AIMS: Sacubitril/Valsartan (Sac/Val) was proven more effective than enalapril for symptomatic patients with heart failure (HF) with reduced ejection fraction (HFrEF). This study aimed to investigate eligibility, titration, and tolerability for Sac/Val in a real‐world clinical setting. METHODS AND RESULTS: This retrospective cohort study consists of two parts. In Part 1 (eligibility study), all patients discharged from Sahlgrenska University Hospital due to HF were consecutively included during 1 year. Data from the patients' medical records were collected. Patients were adjudicated to be eligible based on European Society of Cardiology (ESC) criteria for angiotensin receptor neprilysin inhibitor (ARNI) with the exception of N‐terminal (NT)‐proBNP levels. Patients who received <50% of target dose angiotensin‐converting enzyme/angiotensin receptor blocker and otherwise fulfilled ESC criteria were adjudicated to be potentially eligible. In Part 2 (tolerability study), all patients receiving Sac/Val during the same period were included. Medical data regarding dose, titration, and adverse effects and events were registered. A total of 1355 patients (mean age 78 ± 13 years) were hospitalized for HF and 619 patients had an EF ≤40%. Twenty percent were eligible for initiation of ARNI, and additionally 8% were potentially eligible.

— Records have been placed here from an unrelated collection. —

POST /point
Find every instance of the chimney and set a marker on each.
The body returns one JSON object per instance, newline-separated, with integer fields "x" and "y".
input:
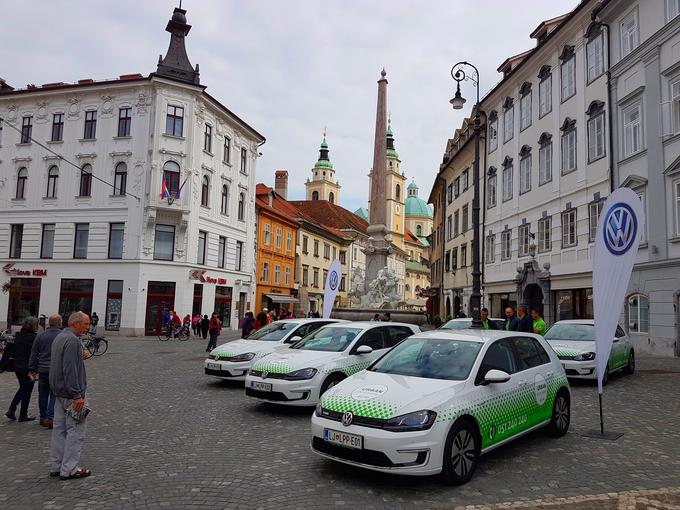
{"x": 281, "y": 183}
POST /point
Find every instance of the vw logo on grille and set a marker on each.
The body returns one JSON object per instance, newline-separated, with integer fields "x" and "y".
{"x": 620, "y": 229}
{"x": 347, "y": 419}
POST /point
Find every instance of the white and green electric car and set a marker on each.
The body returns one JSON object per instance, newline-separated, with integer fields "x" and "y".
{"x": 574, "y": 343}
{"x": 233, "y": 359}
{"x": 299, "y": 375}
{"x": 440, "y": 399}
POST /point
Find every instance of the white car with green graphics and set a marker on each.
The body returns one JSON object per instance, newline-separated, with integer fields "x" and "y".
{"x": 574, "y": 343}
{"x": 440, "y": 399}
{"x": 300, "y": 374}
{"x": 233, "y": 359}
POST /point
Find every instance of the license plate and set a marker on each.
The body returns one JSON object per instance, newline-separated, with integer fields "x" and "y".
{"x": 343, "y": 439}
{"x": 256, "y": 385}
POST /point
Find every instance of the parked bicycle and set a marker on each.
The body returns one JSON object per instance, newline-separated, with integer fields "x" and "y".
{"x": 180, "y": 332}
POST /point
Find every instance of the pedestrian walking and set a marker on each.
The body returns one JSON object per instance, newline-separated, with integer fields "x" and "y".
{"x": 39, "y": 366}
{"x": 23, "y": 343}
{"x": 69, "y": 384}
{"x": 214, "y": 329}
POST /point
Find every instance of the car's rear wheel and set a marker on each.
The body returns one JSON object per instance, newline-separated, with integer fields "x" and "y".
{"x": 630, "y": 367}
{"x": 460, "y": 453}
{"x": 561, "y": 415}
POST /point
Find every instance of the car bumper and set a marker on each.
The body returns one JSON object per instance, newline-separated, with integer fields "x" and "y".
{"x": 227, "y": 369}
{"x": 408, "y": 453}
{"x": 293, "y": 393}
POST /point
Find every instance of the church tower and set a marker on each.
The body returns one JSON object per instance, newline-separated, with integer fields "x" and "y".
{"x": 323, "y": 185}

In all 95 patients (mean age 65 ± 12 years) were initiated with Sac/Val, which correlates to 13%. The patients who were initiated were younger (65 years), more often had dilated cardiomyopathy (31%), more often were on guideline‐directed medical therapy, and had a higher frequency of cardiac resynchronization therapy and implantable cardioverter–defibrillator compared with the patients who did not receive Sac/Val. Of the initiated patients, 59% reached target dose of Sac/Val, and 15% discontinued due to adverse effects. The most common cause of discontinuation was benign gastrointestinal adverse effects, followed by elevated creatinine, malaise, and vertigo. Female gender [odds ratio (OR) 3.58; 95% CI 1.07–2.00; P = 0.038] and NT‐proBNP ≥ median level (OR 0.48; 95% CI 0.26–0.90; P = 0.021) was associated with termination of the medication. CONCLUSIONS: Among HFrEF patients in this real‐world cohort, 20% were eligible for ARNI; however, only 13% received the treatment. Sac/Val was well tolerated, but 41% of the patients did not reach target dose. How this affects outcome is not known and needs further investigation.